With Florida gleaming as the grand prize of the 2008 campaign, Democratic vice presidential contender Joe Biden will hunker down in the state for three of the last nine days of the race, beginning Monday.
Meanwhile, Sen. Joe Lieberman of Connecticut, a constant presence in Florida in the past few weeks, will campaign for McCain on Monday in Tampa and Orlando. The GOP is trying to use the Democrat-turned-independent to peel off moderate supporters and strengthen McCain's appeal in the Jewish community.
Biden is unlikely to draw the arena-sized crowds that turned out Sunday in Tampa and Orlando for Republican Sarah Palin, the first woman on the Republican ticket.
But for the Democratic Party, Biden is just the warm-up act for Wednesday's highly anticipated Orlando rally featuring nominee Barack Obama and former President Bill Clinton. Obama will also touch base that day with the state's Democratic stronghold of Broward County.
Obama has risen in the polls in Florida and across the country in recent weeks, dovetailing his mantra of change with the economy's downturn. He began airing an attention-seeking, two-minute ad Sunday in several battleground states, including Florida, that twists the classic question once posed by Ronald Reagan.

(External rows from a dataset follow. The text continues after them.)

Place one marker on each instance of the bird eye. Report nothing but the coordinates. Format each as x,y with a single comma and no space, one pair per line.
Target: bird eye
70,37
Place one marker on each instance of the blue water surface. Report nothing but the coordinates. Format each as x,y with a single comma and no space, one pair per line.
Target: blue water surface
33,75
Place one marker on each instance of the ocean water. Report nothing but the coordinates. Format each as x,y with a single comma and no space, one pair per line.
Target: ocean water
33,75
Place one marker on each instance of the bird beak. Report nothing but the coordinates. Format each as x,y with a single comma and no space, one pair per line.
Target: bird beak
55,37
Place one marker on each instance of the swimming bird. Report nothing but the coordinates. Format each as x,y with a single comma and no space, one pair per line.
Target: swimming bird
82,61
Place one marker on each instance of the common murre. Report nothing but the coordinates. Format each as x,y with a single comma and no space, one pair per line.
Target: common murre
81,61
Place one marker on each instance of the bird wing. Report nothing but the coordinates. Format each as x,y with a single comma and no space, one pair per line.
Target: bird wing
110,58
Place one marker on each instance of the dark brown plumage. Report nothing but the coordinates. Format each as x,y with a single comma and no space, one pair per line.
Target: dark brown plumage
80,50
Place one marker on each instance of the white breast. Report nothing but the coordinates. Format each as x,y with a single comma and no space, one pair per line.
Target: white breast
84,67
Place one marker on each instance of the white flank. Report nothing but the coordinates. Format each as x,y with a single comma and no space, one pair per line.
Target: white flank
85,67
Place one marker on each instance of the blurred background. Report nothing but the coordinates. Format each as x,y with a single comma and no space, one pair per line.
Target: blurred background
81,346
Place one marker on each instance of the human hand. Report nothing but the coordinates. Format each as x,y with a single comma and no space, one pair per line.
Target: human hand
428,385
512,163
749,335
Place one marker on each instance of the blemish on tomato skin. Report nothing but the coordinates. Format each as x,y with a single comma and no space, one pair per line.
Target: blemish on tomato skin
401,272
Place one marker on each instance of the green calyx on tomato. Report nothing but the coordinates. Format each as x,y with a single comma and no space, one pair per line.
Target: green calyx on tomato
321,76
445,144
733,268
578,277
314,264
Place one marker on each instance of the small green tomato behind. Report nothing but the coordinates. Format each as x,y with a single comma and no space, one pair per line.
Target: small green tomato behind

'At this defining moment in our history, the question is not, `Are you better off than you were four years ago?' '' Obama says. 'We all know the answer to that. The real question is, `Will our country be better off four years from now?' ''
The two-minute ad reflects the Democratic campaign's substantial financial advantage in the homestretch of the race. South Florida voters are also receiving taped phone messages from Biden's wife, Jill, urging them to vote early at the polls before Election Day and to join the Democratic Party's unprecedented grass-roots operation.
In a sign of the campaign's confidence in Florida, Biden is planning forays into the Republican-leaning turf of New Port Richey, Ocala and Melbourne, before ending his bus tour Wednesday in the West Palm Beach area. It's the third trip to the state since the Democratic National Convention for the Delaware senator with long-standing ties to South Florida.
Biden is expected to continue the Democratic campaign's focus on the nation's economic turmoil. Faced with an onslaught of attacks charging that Democrats will raise taxes, Biden is likely to hit hard on the campaign's promise of tax cuts for those earning less than $250,000.